Future electronic components to be printed like newspapers
The low-cost process, developed by Purdue University researchers, combines tools already used in industry for manufacturing metals on a large scale, but uses the speed and precision of roll-to-roll newspaper printing to remove a couple of fabrication barriers in making electronics faster than they are today.
Cellphones, laptops, tablets, and many other electronics rely on their internal metallic circuits to process information at high speed. Current metal fabrication techniques tend to make these circuits by getting a thin rain of liquid metal drops to pass through a stencil mask in the shape of a circuit, kind of like spraying graffiti on walls.
“Unfortunately, this fabrication technique generates metallic circuits with rough surfaces, causing our electronic devices to heat up and drain their batteries faster,” said Ramses Martinez, assistant professor of industrial engineering and biomedical engineering.
Future ultrafast devices also will require much smaller metal components, which calls for a higher resolution to make them at these nanoscale sizes.
“Forming metals with increasingly smaller shapes requires molds with higher and higher definition, until you reach the nanoscale size,” Martinez said. “Adding the latest advances in nanotechnology requires us to pattern metals in sizes that are even smaller than the grains they are made of. It's like making a sand castle smaller than a grain of sand.”
This so-called “formability limit” hampers the ability to manufacture materials with nanoscale resolution at high speed.
Purdue researchers have addressed both of these issues – roughness and low resolution – with a new large-scale fabrication method that enables the forming of smooth metallic circuits at the nanoscale using conventional carbon dioxide lasers, which are already common for industrial cutting and engraving.

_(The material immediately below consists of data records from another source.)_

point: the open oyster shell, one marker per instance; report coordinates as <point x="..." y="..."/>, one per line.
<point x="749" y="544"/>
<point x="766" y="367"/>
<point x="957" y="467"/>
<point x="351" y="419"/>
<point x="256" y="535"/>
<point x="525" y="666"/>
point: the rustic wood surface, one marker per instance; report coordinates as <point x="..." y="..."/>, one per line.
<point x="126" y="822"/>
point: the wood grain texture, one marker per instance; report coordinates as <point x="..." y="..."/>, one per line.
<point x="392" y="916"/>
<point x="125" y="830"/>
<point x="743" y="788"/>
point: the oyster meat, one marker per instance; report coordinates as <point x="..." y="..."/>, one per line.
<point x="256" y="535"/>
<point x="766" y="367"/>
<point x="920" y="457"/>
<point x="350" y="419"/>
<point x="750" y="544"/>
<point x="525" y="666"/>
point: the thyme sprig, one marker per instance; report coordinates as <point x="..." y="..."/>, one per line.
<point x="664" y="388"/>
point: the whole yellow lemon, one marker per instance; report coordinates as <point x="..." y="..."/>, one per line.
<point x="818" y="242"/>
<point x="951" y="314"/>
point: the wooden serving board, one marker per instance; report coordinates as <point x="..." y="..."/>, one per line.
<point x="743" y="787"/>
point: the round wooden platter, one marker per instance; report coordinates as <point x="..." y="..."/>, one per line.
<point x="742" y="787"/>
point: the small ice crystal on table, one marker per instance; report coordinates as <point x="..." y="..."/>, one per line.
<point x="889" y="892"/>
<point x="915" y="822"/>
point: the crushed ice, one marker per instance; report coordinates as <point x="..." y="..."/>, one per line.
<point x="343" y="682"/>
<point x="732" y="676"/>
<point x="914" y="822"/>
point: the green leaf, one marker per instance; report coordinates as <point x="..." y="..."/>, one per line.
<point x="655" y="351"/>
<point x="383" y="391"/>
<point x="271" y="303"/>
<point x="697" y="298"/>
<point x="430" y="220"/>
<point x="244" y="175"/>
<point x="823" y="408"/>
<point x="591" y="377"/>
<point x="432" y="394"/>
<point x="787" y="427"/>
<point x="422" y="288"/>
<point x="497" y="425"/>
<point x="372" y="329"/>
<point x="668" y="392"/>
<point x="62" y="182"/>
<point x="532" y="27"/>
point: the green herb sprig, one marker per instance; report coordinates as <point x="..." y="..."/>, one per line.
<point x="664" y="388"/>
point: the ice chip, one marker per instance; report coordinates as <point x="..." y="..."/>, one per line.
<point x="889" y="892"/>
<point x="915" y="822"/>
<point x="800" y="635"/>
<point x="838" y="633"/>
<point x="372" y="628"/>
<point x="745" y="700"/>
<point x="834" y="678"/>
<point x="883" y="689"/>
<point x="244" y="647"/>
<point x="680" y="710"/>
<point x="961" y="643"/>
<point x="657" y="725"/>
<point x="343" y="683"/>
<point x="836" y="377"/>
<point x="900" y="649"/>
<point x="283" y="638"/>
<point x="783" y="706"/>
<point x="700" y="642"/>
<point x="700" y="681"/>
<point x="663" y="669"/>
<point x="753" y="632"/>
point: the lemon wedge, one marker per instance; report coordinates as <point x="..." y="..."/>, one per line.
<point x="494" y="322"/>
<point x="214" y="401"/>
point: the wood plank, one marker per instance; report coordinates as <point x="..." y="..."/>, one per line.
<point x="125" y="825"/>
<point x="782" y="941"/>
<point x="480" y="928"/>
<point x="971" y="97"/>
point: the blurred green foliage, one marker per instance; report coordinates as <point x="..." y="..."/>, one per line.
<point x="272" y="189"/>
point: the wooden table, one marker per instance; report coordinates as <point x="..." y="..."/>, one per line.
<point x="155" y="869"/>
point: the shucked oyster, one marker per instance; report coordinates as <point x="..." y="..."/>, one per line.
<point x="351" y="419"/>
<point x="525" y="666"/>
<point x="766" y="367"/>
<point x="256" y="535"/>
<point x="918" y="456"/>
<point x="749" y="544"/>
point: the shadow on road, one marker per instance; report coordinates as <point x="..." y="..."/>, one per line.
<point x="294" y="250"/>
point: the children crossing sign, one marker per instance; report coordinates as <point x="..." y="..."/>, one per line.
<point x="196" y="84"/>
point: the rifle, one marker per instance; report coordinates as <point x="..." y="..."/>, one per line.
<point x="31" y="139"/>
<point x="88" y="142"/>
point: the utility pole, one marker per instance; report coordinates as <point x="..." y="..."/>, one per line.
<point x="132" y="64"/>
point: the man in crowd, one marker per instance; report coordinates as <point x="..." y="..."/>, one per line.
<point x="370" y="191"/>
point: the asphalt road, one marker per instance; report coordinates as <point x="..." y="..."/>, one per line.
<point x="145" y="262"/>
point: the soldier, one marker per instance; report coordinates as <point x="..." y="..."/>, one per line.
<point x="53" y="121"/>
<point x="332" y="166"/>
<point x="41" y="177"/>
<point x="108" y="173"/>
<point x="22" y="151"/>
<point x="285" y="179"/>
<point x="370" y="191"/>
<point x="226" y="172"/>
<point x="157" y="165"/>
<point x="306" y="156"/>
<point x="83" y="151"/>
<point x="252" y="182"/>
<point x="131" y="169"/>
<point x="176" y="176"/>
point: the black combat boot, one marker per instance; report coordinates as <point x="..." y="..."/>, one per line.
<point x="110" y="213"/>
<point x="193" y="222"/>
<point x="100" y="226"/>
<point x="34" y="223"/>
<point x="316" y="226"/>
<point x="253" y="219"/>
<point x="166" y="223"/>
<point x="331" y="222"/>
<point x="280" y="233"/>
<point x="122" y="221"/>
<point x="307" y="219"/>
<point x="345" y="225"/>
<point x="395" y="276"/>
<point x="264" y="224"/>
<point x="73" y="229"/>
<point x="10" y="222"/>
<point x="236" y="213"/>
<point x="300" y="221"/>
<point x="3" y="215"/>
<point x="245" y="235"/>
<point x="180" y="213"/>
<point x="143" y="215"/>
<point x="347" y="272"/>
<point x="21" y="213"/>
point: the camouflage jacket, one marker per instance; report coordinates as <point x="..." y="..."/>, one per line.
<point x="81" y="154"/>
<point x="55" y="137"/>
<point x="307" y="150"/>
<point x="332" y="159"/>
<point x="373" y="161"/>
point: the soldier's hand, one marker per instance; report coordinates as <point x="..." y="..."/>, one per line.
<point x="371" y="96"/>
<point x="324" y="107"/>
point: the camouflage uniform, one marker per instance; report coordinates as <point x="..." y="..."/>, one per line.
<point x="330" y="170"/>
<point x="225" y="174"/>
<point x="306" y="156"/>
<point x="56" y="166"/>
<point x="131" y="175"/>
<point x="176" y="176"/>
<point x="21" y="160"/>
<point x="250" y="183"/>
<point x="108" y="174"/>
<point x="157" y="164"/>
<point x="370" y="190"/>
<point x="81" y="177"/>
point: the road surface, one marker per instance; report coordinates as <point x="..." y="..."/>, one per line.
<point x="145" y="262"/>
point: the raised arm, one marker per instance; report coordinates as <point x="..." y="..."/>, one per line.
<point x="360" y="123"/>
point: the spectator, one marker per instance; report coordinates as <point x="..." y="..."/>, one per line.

“Printing tiny metal components like newspapers makes them much smoother. This allows an electric current to travel better with less risk of overheating,” Martinez said.
The fabrication method, called roll-to-roll laser-induced superplasticity, uses a rolling stamp like the ones used to print newspapers at high speed. The technique can induce, for a brief period of time, “superelastic” behavior to different metals by applying high-energy laser shots, which enables the metal to flow into the nanoscale features of the rolling stamp – circumventing the formability limit.
“In the future, the roll-to-roll fabrication of devices using our technique could enable the creation of touch screens covered with nanostructures capable of interacting with light and generating 3D images, as well as the cost-effective fabrication of more sensitive biosensors,” Martinez said.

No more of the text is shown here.